Now that new evidence has come to light, have these conspiracy-denouncing scientists acknowledged they overstepped? No. In another statement to the Lancet in July, they assert: “We reaffirm our expression of solidarity with those in China who confronted the outbreak then.” Solidarity is a social, not scientific, category, and a judgment as to whether scientists in an authoritarian regime have been pressured is also not a scientific one. Anyone who has studied Marxist-Leninist regimes knows that it is possible that the “solidarity” is not with the scientists but with the authorities supervising them.

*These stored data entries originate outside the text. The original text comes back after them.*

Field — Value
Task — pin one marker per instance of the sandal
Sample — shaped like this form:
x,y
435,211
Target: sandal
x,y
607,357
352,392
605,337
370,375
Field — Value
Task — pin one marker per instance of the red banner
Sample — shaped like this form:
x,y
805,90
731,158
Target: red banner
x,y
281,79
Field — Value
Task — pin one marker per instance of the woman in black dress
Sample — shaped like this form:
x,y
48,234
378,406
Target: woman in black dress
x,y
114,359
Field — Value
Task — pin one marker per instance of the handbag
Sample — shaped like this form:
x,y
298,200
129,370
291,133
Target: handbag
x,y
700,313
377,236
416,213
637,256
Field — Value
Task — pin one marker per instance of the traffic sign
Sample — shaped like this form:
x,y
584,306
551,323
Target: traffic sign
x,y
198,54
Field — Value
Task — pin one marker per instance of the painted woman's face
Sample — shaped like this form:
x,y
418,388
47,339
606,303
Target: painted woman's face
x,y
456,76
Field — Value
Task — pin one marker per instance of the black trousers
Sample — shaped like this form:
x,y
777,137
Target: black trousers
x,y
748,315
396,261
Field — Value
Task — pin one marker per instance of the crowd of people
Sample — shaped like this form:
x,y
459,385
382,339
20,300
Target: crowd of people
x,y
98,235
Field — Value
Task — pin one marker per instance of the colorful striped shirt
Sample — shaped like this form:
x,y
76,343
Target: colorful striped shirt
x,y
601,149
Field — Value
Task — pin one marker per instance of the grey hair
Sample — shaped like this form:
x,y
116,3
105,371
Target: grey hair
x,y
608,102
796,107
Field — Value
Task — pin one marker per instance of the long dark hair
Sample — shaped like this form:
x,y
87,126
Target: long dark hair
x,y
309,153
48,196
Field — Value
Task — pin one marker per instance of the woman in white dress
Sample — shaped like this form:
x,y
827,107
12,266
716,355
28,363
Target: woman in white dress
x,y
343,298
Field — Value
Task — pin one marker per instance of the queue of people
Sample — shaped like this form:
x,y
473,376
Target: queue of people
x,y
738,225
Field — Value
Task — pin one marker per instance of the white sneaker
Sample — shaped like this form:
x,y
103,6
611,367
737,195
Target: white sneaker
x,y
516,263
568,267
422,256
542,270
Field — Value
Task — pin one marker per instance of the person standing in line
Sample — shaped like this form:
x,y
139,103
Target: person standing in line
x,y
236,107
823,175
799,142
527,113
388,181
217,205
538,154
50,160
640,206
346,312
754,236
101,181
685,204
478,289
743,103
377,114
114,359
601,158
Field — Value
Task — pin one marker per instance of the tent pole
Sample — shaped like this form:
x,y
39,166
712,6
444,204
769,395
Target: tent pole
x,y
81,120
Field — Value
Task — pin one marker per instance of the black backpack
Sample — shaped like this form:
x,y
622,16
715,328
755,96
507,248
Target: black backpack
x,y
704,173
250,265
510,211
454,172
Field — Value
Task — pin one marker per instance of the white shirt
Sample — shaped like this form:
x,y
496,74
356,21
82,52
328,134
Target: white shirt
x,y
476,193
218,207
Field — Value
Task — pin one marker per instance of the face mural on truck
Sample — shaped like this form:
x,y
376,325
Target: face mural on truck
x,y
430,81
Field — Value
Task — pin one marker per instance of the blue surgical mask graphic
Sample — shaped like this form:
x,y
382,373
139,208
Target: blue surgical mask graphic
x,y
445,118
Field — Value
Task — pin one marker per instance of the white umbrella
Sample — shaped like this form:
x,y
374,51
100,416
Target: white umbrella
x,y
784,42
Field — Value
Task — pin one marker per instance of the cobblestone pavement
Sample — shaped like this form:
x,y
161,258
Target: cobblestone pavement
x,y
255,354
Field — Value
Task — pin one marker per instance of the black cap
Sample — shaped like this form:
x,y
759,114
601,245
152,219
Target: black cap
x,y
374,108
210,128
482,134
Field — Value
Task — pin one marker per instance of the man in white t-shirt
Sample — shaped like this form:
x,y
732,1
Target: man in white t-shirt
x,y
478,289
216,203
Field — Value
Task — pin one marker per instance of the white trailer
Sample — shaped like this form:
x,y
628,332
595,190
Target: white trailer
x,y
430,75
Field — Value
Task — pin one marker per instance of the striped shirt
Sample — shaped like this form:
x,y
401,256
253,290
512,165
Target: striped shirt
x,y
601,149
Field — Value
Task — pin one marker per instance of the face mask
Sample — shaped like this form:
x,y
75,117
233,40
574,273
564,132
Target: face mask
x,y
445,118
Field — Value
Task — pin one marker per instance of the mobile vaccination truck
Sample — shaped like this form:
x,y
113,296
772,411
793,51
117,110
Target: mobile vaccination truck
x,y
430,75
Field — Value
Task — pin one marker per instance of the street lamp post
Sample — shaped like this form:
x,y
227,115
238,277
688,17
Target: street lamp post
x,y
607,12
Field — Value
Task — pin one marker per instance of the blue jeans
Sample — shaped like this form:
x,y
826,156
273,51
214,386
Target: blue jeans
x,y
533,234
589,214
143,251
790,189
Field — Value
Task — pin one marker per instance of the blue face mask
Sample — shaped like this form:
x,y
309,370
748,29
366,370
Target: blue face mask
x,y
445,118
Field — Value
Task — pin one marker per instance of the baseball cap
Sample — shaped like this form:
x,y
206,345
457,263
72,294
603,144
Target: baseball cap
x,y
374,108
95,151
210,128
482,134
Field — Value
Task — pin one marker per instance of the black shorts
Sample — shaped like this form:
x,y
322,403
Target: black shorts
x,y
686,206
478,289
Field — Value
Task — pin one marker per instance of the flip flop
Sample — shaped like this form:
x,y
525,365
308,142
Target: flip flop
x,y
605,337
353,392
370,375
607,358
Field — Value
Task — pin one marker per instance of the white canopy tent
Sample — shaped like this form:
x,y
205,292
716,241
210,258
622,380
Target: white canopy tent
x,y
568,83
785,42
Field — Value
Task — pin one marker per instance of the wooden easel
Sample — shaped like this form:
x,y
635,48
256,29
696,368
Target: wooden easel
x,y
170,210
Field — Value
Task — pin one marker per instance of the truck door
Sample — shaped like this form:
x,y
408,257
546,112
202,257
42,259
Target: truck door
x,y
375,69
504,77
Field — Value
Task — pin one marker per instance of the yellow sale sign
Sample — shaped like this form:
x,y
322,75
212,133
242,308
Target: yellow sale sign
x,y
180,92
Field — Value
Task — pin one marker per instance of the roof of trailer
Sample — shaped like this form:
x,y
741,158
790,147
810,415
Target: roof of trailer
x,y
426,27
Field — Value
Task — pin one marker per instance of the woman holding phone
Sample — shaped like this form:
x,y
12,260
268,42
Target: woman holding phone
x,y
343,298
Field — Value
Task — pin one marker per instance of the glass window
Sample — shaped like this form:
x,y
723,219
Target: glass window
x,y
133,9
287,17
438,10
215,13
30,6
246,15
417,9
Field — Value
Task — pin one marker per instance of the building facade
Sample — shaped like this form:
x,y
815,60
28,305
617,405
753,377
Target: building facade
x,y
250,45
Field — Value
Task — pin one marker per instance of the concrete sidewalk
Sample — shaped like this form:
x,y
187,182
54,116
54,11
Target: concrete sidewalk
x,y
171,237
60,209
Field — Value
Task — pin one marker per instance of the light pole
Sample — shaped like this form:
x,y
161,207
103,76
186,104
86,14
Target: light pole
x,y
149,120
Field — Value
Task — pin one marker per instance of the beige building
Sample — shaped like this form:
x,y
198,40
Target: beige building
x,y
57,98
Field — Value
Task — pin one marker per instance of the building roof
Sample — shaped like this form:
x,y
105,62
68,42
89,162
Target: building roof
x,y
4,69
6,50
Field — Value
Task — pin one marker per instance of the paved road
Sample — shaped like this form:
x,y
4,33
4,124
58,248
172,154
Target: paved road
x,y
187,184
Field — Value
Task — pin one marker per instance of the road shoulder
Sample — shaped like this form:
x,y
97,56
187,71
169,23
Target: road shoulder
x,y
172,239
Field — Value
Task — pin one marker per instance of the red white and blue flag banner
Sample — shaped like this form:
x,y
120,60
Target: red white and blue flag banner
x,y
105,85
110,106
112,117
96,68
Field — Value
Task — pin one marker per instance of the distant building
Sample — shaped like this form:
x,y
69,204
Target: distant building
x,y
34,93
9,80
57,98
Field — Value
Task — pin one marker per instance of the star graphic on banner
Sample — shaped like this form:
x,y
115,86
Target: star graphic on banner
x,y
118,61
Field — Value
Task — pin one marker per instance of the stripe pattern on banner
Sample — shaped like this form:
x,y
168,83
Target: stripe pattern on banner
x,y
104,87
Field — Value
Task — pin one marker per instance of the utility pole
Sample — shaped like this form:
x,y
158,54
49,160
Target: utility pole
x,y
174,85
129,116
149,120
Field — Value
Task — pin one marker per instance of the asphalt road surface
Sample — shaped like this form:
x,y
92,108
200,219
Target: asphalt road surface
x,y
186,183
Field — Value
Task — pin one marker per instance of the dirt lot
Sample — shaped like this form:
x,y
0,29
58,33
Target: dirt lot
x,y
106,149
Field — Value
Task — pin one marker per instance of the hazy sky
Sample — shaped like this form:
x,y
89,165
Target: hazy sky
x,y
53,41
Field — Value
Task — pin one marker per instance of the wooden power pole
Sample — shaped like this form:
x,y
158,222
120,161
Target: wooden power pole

To explain their earlier statement, the scientists remind us that “we have observed escalations of conflicts that pit many parties against one another, including central government versus local government, young versus old, rich versus poor, people of colour versus white people, and health priorities versus the economy.” To justify a scientific claim with such socially charged considerations is, again, partisan science. To the extent that scientific claims are informed by political considerations, they are no more well-founded than purely political ones.

If scientists expect their statements to be trusted, they must themselves be trustworthy in making them. One had better be scrupulously honest before asking people to surrender their own judgment and simply believe what they are told. Scientists should be especially careful not to misrepresent political or policy judgments as being scientific. And they must protest vigorously and loudly when other influential people claim to speak in the name of science while misrepresenting it.

Dr. Fauci admitted that he first stated that masks were ineffective in part because there was a shortage of masks and he wanted to preserve them for medical workers, who needed them most. He doesn’t seem to have considered: Once he shades the truth for a reason of policy, why shouldn’t reasonable people assume his other statements are based on policy considerations rather than science?

Perhaps the clearest sign that a scientist, or anyone else, is misrepresenting science is a confusion of a science with political or social claims that it is thought to imply. That is what social Darwinists and Soviet dialectical materialists did. Such claims are never scientific. They are a clear sign of pseudoscience. One must argue for or against the social or political implications of a scientific discovery in the same way as for any social or political ideas.


When President Biden, or a politician from any part of the political spectrum, claims he is only “following the science,” one can be sure that he isn’t. Should we lock down? Lockdowns, like any other policy, entail costs as well as benefits. How do we weigh them? Not by epidemiology, which has nothing to say about the costs to children, small businesses, performing artists and human enjoyment generally. Science can inform a policy decision, but whatever judgment one makes, it cannot be based wholly on the science.

When reasonable people cease to trust science in one case, how will one persuade them in another? By the end of the Soviet Union, almost no one trusted government statements about natural disasters or man-made catastrophes like Chernobyl. How will we handle the next crisis about which scientific understanding has something to contribute when scientists are known to base statements on policy preferences? That is part of the cost of the Lancet scientists’ accusation and of Dr. Fauci’s lack of candor.

The greater danger to the public’s trust in science comes not from the uneducated but from politicians and journalists who claim to speak in the name of science. Still more, it comes from scientists themselves, either because of what they say publicly in the name of science or their failure to correct others’ misrepresentations of it.